Brown--Adams representability for triangulated categories with locally coherent cohomology

TL;DR

This paper extends Brown and Brown-Adams representability theorems to triangulated categories with locally coherent cohomology, showing that certain cohomological functors are representable by objects with coherent cohomology.

Contribution

It introduces new variants of Brown and Brown-Adams representability for triangulated categories with coherent cohomology, providing explicit conditions for representability.

Findings

Every cohomological functor satisfying certain conditions is representable.

Representing objects have coherent cohomology.

Results apply to dg-algebras over noetherian rings with coherent cohomology.

Abstract

In this paper, we deal with two types of representability.

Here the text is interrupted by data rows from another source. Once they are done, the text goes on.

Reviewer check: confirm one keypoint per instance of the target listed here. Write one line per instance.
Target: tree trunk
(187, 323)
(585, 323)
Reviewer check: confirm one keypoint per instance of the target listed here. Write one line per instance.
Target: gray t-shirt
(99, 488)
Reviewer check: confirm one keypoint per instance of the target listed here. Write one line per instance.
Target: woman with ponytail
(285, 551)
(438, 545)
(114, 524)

The first is a variant of the Brown representability theorem in the spirit of Rouquier and Neeman. The second is a variant of the Brown-Adams representability. If $A$ is a dg-algebra over a commutative noetherian ring $R$, such that $A$ has coherent cohomology, it is shown that every cohomological (contravariant) functor $M:\mathbf{D}_{perf}(A)\to\mathrm{Mod}\textrm{-}R$, also satisfying $M(A[-n])\in\mathrm{mod}\textrm{-}R$, for all $n\in\mathbb{Z}$ is isomorphic to $\mathbf{D}(A)(-,X)|_{\mathbf{D}_{perf}(A)}$, where $X\in\mathbf{D}(A)$ is such that $H^n(X)$ is coherent for all $n\in\mathbb{Z}$.